It’s a common practice for deer hunters to make themselves as scent-free as possible before heading to their stand, and over the past couple of decades a whole category of gear has sprouted up to help with that task.
Here are some tips for staying scent-free in the woods:
1) Use laundry detergent made specifically for keeping hunting clothes scent-free. Products like Dead Down Wind and Scent-A-Way are good choices. DIY versions involving using baking soda.
2) Dry your hunting clothes outside. The scent of dryer sheets lingers, even after you’ve stopped using them for several cycles of clothes, and hanging your clothes indoors will only capture indoor smells like fried bacon and cleaning products.

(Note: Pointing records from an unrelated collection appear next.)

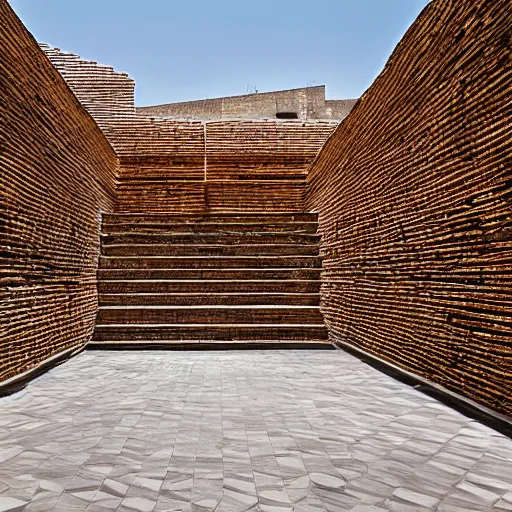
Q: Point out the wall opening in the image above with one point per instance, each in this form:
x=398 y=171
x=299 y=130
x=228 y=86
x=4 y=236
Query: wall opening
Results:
x=287 y=115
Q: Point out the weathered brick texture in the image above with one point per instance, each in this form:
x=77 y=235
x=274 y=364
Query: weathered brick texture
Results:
x=57 y=171
x=191 y=166
x=188 y=166
x=414 y=194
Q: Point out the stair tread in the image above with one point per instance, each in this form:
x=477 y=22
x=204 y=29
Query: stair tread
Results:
x=209 y=280
x=208 y=326
x=227 y=307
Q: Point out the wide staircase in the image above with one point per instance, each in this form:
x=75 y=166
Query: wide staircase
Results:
x=204 y=280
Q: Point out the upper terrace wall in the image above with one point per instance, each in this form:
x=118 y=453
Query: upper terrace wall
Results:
x=166 y=165
x=57 y=171
x=414 y=194
x=307 y=103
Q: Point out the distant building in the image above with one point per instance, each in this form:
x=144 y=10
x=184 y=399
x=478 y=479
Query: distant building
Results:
x=303 y=104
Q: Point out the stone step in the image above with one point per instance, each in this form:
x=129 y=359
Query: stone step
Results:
x=211 y=345
x=204 y=262
x=198 y=299
x=207 y=286
x=209 y=332
x=217 y=217
x=209 y=250
x=209 y=227
x=209 y=315
x=209 y=238
x=186 y=273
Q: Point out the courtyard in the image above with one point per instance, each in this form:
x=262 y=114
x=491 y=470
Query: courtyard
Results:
x=269 y=431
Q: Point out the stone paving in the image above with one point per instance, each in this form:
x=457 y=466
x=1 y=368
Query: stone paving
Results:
x=268 y=431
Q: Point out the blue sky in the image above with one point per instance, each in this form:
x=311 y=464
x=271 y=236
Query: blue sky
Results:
x=180 y=50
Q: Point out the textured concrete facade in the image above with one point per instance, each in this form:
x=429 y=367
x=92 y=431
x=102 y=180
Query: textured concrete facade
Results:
x=306 y=103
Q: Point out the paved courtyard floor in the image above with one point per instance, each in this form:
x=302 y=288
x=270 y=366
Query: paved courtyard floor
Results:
x=269 y=431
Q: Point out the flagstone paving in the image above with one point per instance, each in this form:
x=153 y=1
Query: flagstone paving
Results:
x=268 y=431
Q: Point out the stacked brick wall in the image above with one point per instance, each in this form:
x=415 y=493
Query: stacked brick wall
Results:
x=414 y=194
x=105 y=93
x=187 y=166
x=166 y=166
x=57 y=172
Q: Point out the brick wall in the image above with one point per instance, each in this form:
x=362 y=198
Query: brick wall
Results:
x=180 y=166
x=105 y=93
x=414 y=193
x=166 y=166
x=57 y=173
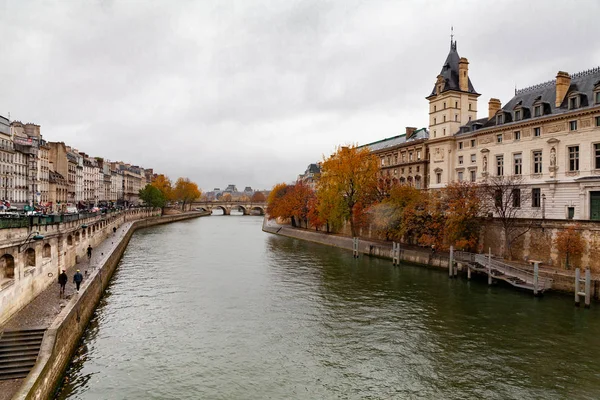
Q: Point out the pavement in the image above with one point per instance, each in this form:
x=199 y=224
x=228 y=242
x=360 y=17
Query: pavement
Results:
x=43 y=310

3) Once dry, put hunting clothes in an oversized, sealable bag or plastic container. It’s also a good idea to add odorless dryer sheets like those made by the same companies mentioned above.

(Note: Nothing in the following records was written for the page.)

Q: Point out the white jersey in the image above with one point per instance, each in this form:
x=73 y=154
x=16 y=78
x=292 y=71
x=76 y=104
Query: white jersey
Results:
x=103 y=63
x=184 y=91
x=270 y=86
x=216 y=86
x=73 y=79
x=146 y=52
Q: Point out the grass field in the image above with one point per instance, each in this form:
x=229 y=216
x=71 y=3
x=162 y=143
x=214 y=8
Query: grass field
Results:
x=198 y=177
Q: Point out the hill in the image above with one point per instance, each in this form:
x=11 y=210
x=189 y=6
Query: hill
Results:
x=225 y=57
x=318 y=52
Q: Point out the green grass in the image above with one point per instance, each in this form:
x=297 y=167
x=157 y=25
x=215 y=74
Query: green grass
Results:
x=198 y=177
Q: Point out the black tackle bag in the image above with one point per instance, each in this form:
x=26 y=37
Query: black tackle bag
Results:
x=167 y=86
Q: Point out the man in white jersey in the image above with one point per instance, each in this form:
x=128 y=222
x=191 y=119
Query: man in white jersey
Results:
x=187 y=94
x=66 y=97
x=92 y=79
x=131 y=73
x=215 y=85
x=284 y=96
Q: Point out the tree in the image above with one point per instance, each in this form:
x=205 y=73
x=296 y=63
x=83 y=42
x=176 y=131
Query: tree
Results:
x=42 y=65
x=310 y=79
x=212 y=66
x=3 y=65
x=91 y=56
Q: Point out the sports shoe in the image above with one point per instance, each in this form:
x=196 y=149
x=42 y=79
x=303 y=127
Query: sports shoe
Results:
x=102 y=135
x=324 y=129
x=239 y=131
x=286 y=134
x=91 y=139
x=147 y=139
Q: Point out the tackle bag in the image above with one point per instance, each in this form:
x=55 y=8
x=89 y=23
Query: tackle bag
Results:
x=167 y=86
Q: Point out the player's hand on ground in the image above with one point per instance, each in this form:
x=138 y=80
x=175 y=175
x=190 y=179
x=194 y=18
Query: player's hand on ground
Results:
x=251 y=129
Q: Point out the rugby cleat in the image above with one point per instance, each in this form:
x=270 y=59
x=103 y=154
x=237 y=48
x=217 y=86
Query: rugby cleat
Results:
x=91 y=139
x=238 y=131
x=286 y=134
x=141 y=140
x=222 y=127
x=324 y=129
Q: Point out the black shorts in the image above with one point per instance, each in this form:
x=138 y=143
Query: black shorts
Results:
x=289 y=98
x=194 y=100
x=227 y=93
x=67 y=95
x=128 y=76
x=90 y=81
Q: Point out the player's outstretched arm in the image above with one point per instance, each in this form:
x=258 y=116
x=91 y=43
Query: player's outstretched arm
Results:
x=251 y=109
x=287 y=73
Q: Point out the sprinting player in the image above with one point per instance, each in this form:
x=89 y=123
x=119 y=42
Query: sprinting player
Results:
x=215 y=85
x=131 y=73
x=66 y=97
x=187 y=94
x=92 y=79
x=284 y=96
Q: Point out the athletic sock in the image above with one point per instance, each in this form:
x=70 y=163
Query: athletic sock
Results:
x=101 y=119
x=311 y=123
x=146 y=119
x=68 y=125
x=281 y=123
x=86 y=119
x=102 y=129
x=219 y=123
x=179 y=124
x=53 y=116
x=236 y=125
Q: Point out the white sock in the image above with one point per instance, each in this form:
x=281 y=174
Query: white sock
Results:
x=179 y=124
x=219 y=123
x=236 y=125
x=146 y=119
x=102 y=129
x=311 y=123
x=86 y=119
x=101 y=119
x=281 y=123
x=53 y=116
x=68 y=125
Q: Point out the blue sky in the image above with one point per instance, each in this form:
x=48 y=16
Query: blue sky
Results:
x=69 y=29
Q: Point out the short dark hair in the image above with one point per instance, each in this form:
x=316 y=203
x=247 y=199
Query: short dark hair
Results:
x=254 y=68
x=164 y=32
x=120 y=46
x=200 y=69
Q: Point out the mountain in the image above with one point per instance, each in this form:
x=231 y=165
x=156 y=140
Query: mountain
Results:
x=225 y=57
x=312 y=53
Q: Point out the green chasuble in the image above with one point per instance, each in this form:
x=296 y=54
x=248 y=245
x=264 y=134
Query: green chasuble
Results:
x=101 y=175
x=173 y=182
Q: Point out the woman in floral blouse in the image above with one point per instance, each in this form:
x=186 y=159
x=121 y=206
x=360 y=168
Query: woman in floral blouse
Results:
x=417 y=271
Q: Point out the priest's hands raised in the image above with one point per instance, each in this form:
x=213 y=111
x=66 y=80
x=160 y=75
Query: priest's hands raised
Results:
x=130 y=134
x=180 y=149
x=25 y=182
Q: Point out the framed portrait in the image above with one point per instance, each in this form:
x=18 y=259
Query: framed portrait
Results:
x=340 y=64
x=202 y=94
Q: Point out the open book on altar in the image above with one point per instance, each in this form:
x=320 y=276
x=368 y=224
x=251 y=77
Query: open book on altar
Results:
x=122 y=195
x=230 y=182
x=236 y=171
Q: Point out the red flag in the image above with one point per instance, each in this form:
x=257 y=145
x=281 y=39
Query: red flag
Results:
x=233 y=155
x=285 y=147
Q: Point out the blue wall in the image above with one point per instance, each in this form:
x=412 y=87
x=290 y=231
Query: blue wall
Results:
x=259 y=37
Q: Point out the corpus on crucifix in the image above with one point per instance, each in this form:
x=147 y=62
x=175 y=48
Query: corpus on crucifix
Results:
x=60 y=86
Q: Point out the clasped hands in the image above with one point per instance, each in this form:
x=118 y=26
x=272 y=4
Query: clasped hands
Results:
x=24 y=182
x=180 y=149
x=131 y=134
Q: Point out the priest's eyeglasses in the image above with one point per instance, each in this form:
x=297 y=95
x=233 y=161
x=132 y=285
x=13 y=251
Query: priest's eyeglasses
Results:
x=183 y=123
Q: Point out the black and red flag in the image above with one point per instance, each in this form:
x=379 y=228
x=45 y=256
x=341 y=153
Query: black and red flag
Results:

Keep the clothes in this bag or container until you are in the woods, out of your vehicle and ready to walk to your stand.

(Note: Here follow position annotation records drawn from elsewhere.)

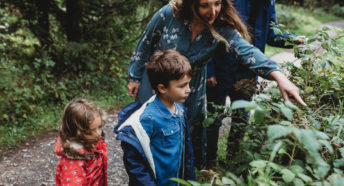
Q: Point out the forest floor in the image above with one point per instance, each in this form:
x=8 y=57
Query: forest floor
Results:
x=34 y=163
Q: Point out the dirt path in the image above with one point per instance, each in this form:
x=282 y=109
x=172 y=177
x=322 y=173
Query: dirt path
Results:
x=35 y=162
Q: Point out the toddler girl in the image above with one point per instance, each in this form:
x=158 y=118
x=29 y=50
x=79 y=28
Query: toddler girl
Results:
x=81 y=146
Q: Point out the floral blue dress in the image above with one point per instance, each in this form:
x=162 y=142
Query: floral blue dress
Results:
x=168 y=31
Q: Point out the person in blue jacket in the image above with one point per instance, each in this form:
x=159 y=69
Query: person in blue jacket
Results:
x=156 y=138
x=227 y=77
x=198 y=29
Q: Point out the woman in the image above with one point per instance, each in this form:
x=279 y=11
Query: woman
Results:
x=198 y=29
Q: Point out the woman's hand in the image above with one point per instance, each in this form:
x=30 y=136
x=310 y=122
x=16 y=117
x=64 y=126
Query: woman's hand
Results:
x=133 y=88
x=212 y=81
x=288 y=89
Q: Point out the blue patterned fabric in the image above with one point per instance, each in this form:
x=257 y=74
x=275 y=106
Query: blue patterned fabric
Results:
x=167 y=31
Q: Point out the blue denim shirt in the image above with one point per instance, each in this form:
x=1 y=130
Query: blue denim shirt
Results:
x=166 y=132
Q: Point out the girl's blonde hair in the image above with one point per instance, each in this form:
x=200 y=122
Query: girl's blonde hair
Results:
x=227 y=16
x=75 y=125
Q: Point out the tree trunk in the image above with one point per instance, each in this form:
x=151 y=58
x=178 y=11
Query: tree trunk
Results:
x=73 y=18
x=43 y=27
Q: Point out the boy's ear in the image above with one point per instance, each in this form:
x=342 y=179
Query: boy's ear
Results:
x=161 y=88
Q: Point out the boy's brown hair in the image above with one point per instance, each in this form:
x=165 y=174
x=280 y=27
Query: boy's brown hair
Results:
x=166 y=66
x=78 y=115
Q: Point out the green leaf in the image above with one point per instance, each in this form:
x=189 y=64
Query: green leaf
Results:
x=194 y=183
x=304 y=177
x=207 y=122
x=227 y=181
x=277 y=131
x=338 y=163
x=287 y=112
x=258 y=163
x=328 y=145
x=259 y=115
x=181 y=181
x=291 y=105
x=244 y=104
x=298 y=182
x=297 y=169
x=287 y=175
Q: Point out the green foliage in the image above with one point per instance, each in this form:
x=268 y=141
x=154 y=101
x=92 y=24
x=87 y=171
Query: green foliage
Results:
x=44 y=64
x=288 y=145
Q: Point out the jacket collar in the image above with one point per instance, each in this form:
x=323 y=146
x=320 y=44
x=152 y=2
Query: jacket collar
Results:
x=163 y=110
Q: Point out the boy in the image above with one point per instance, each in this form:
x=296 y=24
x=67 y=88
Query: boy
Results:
x=155 y=138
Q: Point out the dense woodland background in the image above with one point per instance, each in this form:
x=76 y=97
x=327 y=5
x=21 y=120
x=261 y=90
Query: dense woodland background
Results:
x=55 y=50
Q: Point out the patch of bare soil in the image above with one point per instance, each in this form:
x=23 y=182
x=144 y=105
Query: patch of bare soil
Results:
x=35 y=162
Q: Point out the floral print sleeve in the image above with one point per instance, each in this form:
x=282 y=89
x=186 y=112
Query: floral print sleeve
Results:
x=250 y=56
x=148 y=43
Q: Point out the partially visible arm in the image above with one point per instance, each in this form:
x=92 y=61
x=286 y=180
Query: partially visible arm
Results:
x=211 y=79
x=255 y=60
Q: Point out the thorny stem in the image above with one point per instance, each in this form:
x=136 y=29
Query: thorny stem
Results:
x=292 y=155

It sounds a little extreme, but if you’re wearing your hunting clothes while pumping gas on the way to the woods or while stopping at the Biskit Shak for coffee and a sausage sandwich, your odorless efforts are all for naught.
4) Stay scent-free anytime you’re near your stand, even if you aren’t hunting. Many hunters check their trail cameras throughout the week — sometimes even the day before they are going to hunt.
Where legal, they also fill or check feeders, salt-blocks and other attractants placed near their hunting stands.
Doing these activities without taking the same precautions as when planning to sit in their stand is the downfall of many hunters who just can’t understand why deer quit coming around.
Jonathan Phillips of Pittsboro, N.C., said going scent-free while working in the woods is no more difficult than it is when getting in the stand, and it’s just as important.
“Some people think I’m too extreme when I check my trail-cams and when I put out corn, but aside from using Dead Down Wind, I wear rubber boots and latex gloves anytime I’m in the woods — whether it’s hunting or checking trail-cams,” Phillips said. “People don’t realize how many things they touch with their hands when they go into the woods, but it’s just a natural thing to touch fence posts, tree branches and vines.
“All that stuff holds your scent for way longer than most people realize.”